On this solo release, famed Cypress Hill beat-maker Muggs drops the DJ from his name -- for good reason. Dust
is such an about-face from what I expected that I actually ejected it twice
to make sure that it was the right album. Given the two different directions Muggs's day job has taken, I expected either red-eyed hip hop beats driven to their extreme or competent if not inspired metal. Surprisingly, these fourteen tracks push into brave new territory for Muggs, and will challenge his listeners to put the bong down for a minute and pay attention.
The songs that really caught my ears fall somewhere between the trip-hop of Portishead, the Krishna-hop of Oxygene 23 and the dubby-fuzz of Baby Fox. This translates into smoldering beats, lingering female vocals provided by Amy Trujillo, and a dizzying array of background ephemera. The songs, however, cover a range of styles so broad and surprising that it’s difficult to believe this is the same guy who burst into the spotlight with the annoying whine of "Insane in the Membrane". The opening track, "I Know", sounds like a lost Pink Floyd song; it opens with a slow guitar line draped with hovering feedback. Eventually, this is joined by a pulsing bass, a tasteful rhythm and Trujillo’s breathy vocals. The results are stunning.
"Rain" delves into stylish Brit-rock, combining Josh Todd (ex-Buckcherry) with an easy rolling beat and strings, and finishing up with a children’s choir in a move that is guaranteed to bring a smile to your face. There's even a tribute to Aphex Twin's noise and rhythm experiments ("Blip"). The track that comes closest to Muggs's other work is "Gone For Good", a menacing number that drips with the greasy vibe that Ice Cube strove for but missed on his War and Peace albums. The hip-hop, however, is entirely dominated by numbers like "Morta" -- which, through Trujillo’s vocals, invokes a feminine Nick Cave sensation.

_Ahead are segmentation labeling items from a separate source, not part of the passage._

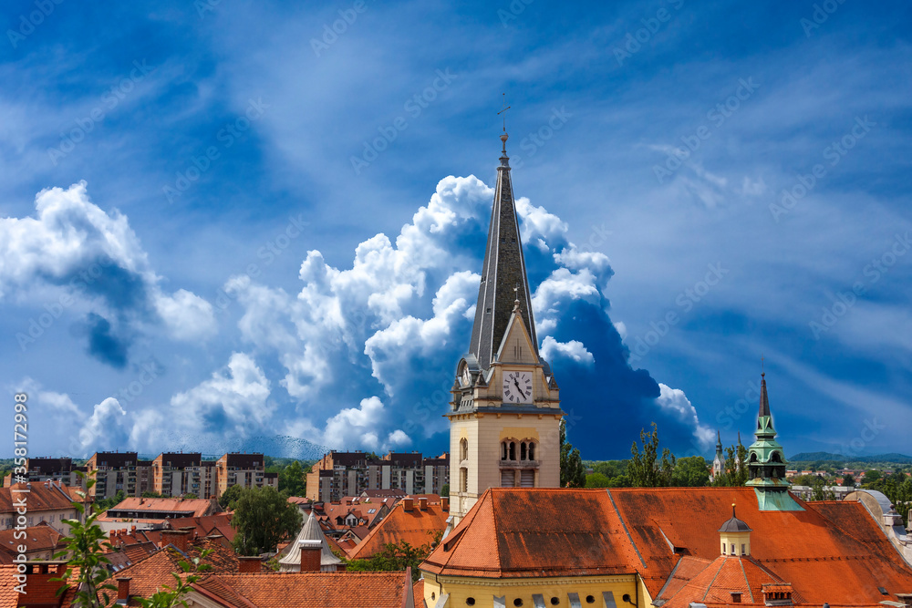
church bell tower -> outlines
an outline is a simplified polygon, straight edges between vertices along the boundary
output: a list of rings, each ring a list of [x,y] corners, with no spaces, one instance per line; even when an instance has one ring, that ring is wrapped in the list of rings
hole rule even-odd
[[[454,524],[488,488],[560,486],[564,412],[551,367],[538,353],[505,129],[501,140],[475,322],[446,415]]]

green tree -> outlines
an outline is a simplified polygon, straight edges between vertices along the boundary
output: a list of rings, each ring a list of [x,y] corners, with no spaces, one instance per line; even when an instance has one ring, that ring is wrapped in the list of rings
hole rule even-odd
[[[862,478],[862,487],[870,488],[872,485],[880,481],[882,477],[883,476],[880,474],[880,471],[876,469],[865,471],[865,477]]]
[[[95,510],[98,511],[106,511],[109,509],[112,509],[127,499],[127,493],[122,489],[117,490],[117,494],[109,499],[101,499],[100,500],[95,501]]]
[[[234,551],[242,555],[274,551],[280,541],[297,533],[301,520],[300,510],[275,488],[244,489],[231,520],[237,531]]]
[[[737,488],[747,483],[748,451],[741,442],[725,448],[725,464],[722,472],[712,479],[713,486]]]
[[[77,473],[80,478],[81,472]],[[95,486],[95,479],[86,482],[87,490]],[[86,498],[86,492],[77,490],[81,499]],[[117,587],[110,582],[108,568],[110,561],[105,556],[107,551],[113,550],[108,542],[108,534],[95,523],[101,510],[93,506],[88,513],[80,502],[73,502],[73,508],[79,513],[77,520],[64,520],[63,523],[69,526],[69,535],[61,537],[63,551],[55,554],[57,559],[67,559],[67,570],[59,578],[51,579],[55,582],[67,582],[76,588],[73,605],[79,608],[108,608],[113,605]],[[81,520],[85,516],[85,521]],[[201,565],[201,559],[205,559],[210,550],[203,551],[199,558],[193,558],[192,570],[194,573],[181,577],[173,573],[174,587],[165,587],[153,593],[149,598],[138,598],[143,608],[174,608],[178,604],[186,606],[183,596],[190,591],[190,586],[199,580],[198,572],[203,572],[209,566]],[[186,562],[181,562],[184,573],[190,572],[192,566]],[[67,589],[61,585],[57,591],[60,595]]]
[[[81,472],[77,474],[80,478],[83,476]],[[94,479],[89,479],[86,482],[87,490],[94,486]],[[78,490],[77,494],[81,499],[86,498],[86,492],[82,490]],[[108,542],[108,535],[95,523],[103,511],[98,509],[96,504],[87,514],[81,503],[72,504],[79,513],[79,517],[76,520],[63,520],[63,523],[69,526],[69,536],[60,539],[63,550],[54,555],[56,559],[67,560],[67,570],[60,578],[52,580],[61,582],[68,581],[76,586],[74,605],[80,608],[103,608],[110,605],[111,600],[116,598],[117,593],[117,587],[109,581],[108,567],[110,565],[110,560],[105,556],[106,552],[113,551],[113,547]],[[82,522],[80,520],[84,515],[86,520]],[[62,593],[64,589],[61,586],[57,594]],[[111,595],[112,593],[114,595]]]
[[[420,576],[418,567],[428,559],[442,536],[442,530],[433,532],[429,541],[420,547],[412,547],[405,541],[388,542],[382,551],[368,558],[348,562],[347,569],[355,572],[399,572],[411,566],[412,581],[416,582]]]
[[[639,432],[639,440],[643,443],[643,452],[639,451],[637,442],[630,447],[630,465],[627,470],[634,488],[662,488],[671,484],[675,470],[675,455],[666,448],[662,450],[662,459],[658,459],[658,427],[652,423],[652,432],[647,434],[646,429]]]
[[[177,605],[186,608],[187,601],[183,599],[183,596],[190,591],[191,586],[202,578],[199,572],[206,572],[212,568],[210,564],[202,562],[212,552],[212,549],[206,549],[201,551],[200,557],[192,558],[190,562],[180,562],[179,565],[184,574],[190,573],[192,570],[193,573],[181,577],[178,572],[171,572],[171,576],[174,577],[174,586],[160,589],[148,598],[137,598],[140,605],[142,608],[174,608]]]
[[[288,496],[304,496],[304,469],[297,460],[279,473],[279,491],[282,490],[286,491]]]
[[[826,489],[826,479],[814,476],[811,481],[811,500],[835,500],[836,494]]]
[[[561,488],[586,486],[586,467],[579,449],[567,441],[566,421],[561,418]]]
[[[586,488],[610,488],[611,478],[602,473],[591,473],[586,476]]]
[[[236,483],[233,486],[231,486],[228,489],[222,493],[222,496],[219,497],[219,506],[225,510],[232,510],[234,509],[234,503],[237,502],[239,498],[241,498],[241,493],[243,491],[244,488]]]
[[[903,522],[909,525],[909,510],[912,509],[912,479],[903,473],[883,476],[877,480],[868,483],[865,476],[865,488],[882,492],[903,517]]]
[[[702,456],[678,459],[671,485],[678,488],[702,488],[710,483],[710,468]]]

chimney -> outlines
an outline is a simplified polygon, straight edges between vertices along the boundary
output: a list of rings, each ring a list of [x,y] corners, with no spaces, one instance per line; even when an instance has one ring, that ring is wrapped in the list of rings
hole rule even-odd
[[[190,532],[184,530],[162,530],[161,544],[167,546],[169,543],[177,547],[182,552],[187,552],[187,539]]]
[[[178,528],[178,530],[186,531],[187,533],[190,534],[189,538],[191,541],[196,540],[196,526],[181,526],[181,528]]]
[[[320,541],[301,541],[301,572],[320,572],[320,556],[323,552],[323,543]]]
[[[242,574],[260,572],[260,564],[263,562],[258,556],[241,555],[237,559],[239,562],[237,565],[238,572]]]
[[[117,579],[117,603],[127,605],[130,602],[130,582],[132,576],[119,576]]]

In fact, Trujillo’s efforts here deserve particular mention. Combining grit and grace, her vocals tap into the vibe of such artists as Jane Jensen, Ruby, and Beth Gibbons. If you like those sounds (I’m an absolute sucker for them), Dust will be a must-by.
While the lack of MCs will disappoint the more single-minded Cypress Hill fans, Muggs's use of a broader range of vocalists (including the Afghan Whigs’ Greg Dulli on the haunting "Fat City") has made it possible for him to expand what he does with his music. In the process, using inventive sounds and solid structures, he has created a damn fine album.